Scientists working at the Large Hadron Collider in Geneva may finally have tracked down the elusive Higgs boson. Results announced today at CERN show that a new heavy particle has been identified, with all the properties expected of the Higgs. Bristol physicists working at the CMS experiment played a key role in establishing this exciting new result which is the culmination of twenty years’ work.

“If the Higgs has been finally identified, this will be the biggest discovery in particle physics for forty years,” said Dr Joel Goldstein, leader of the CMS activity in Bristol's School of Physics.

The Higgs boson is the essential connection between the mathematical theory of the Universe, and the everyday world. Without it, the fundamental particles which make up atoms would be massless, completely at odds with what we observe. At a deeper level, the Higgs allows two of the four forces of nature to be treated as one simpler phenomenon, and completes the ‘Standard Model’ of particle physics first proposed in the 1970s.

The search for the Higgs requires the careful study of thousands of trillions of particle collisions at incredibly high energies. The LHC accelerates beams of protons around a 27km ring on the Swiss-French border. On collision, the protons’ energy is converted to new particles, which are detected by a series of huge and complex experiments. From around a billion collisions per second, a Higgs boson is expected to be produced around once per minute – but only a fraction of these can be detected.

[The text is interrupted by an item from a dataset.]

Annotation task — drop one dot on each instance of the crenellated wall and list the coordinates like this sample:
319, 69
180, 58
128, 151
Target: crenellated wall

Physicists at the University of Bristol have been working since 1993 to build and operate the CMS experiment. Weighing in at around 12,000 tonnes, the experiment is the size of a large building, and is packed with sensitive particle detectors which must operate around the clock. The electromagnetic calorimeter endcap detector, built by a team of physicists from Bristol and other UK universities, has played a vital role in spotting the decay of the Higgs boson to photons, the most important way of finding the new particle. The CMS detector produces 40,000 gigabytes of information per second when operating at full speed. Every byte of data is filtered, processed and then transferred along optical fibres to countries around the world, using equipment and software developed at Bristol.

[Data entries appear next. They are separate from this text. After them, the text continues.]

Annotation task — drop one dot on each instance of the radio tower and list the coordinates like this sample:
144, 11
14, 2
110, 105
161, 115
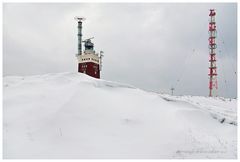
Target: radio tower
212, 54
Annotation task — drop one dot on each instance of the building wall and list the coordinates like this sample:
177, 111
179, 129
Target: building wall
89, 68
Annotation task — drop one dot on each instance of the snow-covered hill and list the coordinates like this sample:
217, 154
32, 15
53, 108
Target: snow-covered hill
71, 115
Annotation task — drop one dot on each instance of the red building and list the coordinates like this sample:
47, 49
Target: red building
89, 61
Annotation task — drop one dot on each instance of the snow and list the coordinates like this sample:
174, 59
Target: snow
71, 115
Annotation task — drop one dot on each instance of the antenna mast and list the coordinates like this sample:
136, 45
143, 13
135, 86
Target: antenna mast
79, 20
213, 86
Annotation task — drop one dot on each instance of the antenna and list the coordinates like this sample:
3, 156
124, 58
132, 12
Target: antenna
172, 89
101, 56
213, 86
79, 19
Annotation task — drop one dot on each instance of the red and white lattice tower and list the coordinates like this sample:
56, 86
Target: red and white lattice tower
213, 86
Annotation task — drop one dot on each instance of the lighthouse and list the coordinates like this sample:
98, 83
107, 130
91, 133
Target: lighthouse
89, 61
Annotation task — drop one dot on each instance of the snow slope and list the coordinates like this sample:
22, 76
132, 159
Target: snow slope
71, 115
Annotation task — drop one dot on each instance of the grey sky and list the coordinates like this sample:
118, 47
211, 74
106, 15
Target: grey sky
148, 45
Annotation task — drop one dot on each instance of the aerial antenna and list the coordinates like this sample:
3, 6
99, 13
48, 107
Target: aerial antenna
88, 39
101, 56
79, 20
172, 89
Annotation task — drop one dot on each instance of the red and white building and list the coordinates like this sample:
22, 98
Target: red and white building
89, 61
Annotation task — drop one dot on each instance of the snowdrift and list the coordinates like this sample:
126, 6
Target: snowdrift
71, 115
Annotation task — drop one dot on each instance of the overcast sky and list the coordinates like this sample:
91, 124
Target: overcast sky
153, 46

LHC collision event at CMS showing four high energy muons (CMS Higgs search)

The identification of the new particle is the first step in the LHC research programme, and opens the door to a huge range of possibilities. Physicists will now accumulate much more data in order to carefully measure the properties of the particle – only then can they positively identify it. Many physicists believe that the simplest version of Higgs’ theory must be modified by a new phenomenon called supersymmetry. This would also provide clues as to the origin of the mysterious ‘dark matter’ which occupies the galaxy alongside stars and planets, and would also point the way towards deeper and simpler theories of space and time.

“These new results are a huge achievement, but really represent the first step on a long road of discovery,” said Dr Dave Newbold, head of the Bristol particle physics group. “The really exciting physics is all ahead of us, and it may not turn out to be what we expect.”

The LHC will shut down in 2013 for two years, allowing the equipment which steers and controls the proton beams to be upgraded. From 2015, the accelerator will operate with twice its current energy and three times the number of collisions, putting new discoveries within reach. Work on CMS is carried out in Bristol alongside the study of antimatter at the CERN LHCb experiment, and preparations for future facilities that will allow the Higgs to be ‘mass-produced’ and studied in detail.